From the American College of Physicians, December 7th 2004 issue of the Annals of Internal Medicine comes a study that suggests that there is a correlation between lack of sleep and weight gain. Chief author, Dr. Eve Van Cauter, Professor of Medicine, University of Chicago, states, "If you do not run a sleep debt, you will be able to curb your appetite more easily and maintain or lose weight."

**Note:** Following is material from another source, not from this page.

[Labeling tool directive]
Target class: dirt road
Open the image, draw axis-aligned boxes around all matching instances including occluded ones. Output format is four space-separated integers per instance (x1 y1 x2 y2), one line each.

A full article on the original research on the December 2004 FitCommerce.com website notes that sleep deprivation increases levels of a hunger hormone and decreases levels of a hormone that can make you feel full. These 2 factors lead to cravings for sweets, chips, and starchy fare like bread and pasta thus setting up the scenario for weight gain.
According to the National Sleep Foundation, An estimated 63% of American adults do not get the recommended 7 to 9 hours of sleep a night. They report that the average adult gets 6.9 hours of sleep on weeknights and 7.5 hours on weekends, for a daily average of 7 hours. The researchers point out that the decline in time spent sleeping correlates to the rise in obesity in the U.S. Statistics show that less than one-quarter of young American adults sleep eight to nine hours per night -- down from about 41 % in 1960.
The article notes that this scenario sets up a downward cycle. Not having enough sleep leads to weight gain, then weight gain and obesity leads to sleep difficulties that can affect the quality of sleep and therefore cause even more sleep loss and therefore more weight gain.